In a trembling voice, Fo asks, “Is there a woman named Tarsis here?” The crowd parts and everyone turns toward the town. Zeke’s wife is walking toward us with another woman. I squint against the bright morning sun, and my stomach drops into my hips. It is her—Jonah and Fiona’s mom. When she gets to the outskirts of the gathered group, her eyes slowly scan over us newcomers. And then, when her eyes rest on Fo, she stops walking. Her gaze travels over every inch of Fo, and her eyebrows draw together in a frown, as if she can’t believe what she is seeing.

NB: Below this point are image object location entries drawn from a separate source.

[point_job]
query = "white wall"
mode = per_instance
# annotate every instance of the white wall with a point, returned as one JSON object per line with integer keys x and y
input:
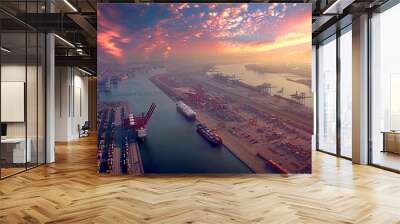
{"x": 71, "y": 93}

“Mom?” Fo says. Mrs. Tarsis gasps and covers her mouth with her hand. Fo slowly walks toward her, and then throws her arms around her mother. Mrs. Tarsis wraps her arms around Fo and starts crying and laughing all at once.

“Fiona! My baby girl!” She pushes Fo to arm’s length and studies her. “You’re cured.”

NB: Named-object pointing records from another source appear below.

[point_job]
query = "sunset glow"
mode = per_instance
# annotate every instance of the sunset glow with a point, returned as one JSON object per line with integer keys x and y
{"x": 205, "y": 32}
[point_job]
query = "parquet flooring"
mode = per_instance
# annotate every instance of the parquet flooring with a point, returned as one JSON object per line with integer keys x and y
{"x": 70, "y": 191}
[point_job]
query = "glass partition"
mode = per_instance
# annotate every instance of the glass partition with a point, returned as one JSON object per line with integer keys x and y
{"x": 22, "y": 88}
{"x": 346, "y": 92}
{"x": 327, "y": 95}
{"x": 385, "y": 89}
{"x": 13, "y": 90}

Fo nods. “They found a cure for the beasts.”

Everyone breaks out in excited whispers. It is then that Jonah finally reaches us. He stops beside me and stares at his mom. It is as if Mrs. Tarsis can feel his eyes on her. She looks away from Fo and focuses on Jonah, her gaze traveling up from his feet, over his tall body, and resting on his shadowed face. He sighs and pulls the hood from his head. Mrs. Tarsis stands frozen, staring at his face. She takes two unsteady steps toward him and then falls to her knees. Jonah is beside her in the blink of an eye, lifting her from the ground. Mrs. Tarsis lifts a trembling hand and touches Jonah’s scarred face.

“Jonah?” she whispers.

“Yes. It’s me.” He hangs his head. “I’m sorry, Mom. For everything. For Dad.”

“Oh, Jonah.” She sniffles. “I forgive you. I forgave you four years ago.” She throws her arms around him and squeezes. He buries his face in her shoulder and his body shakes with sobs. “I love you, son.”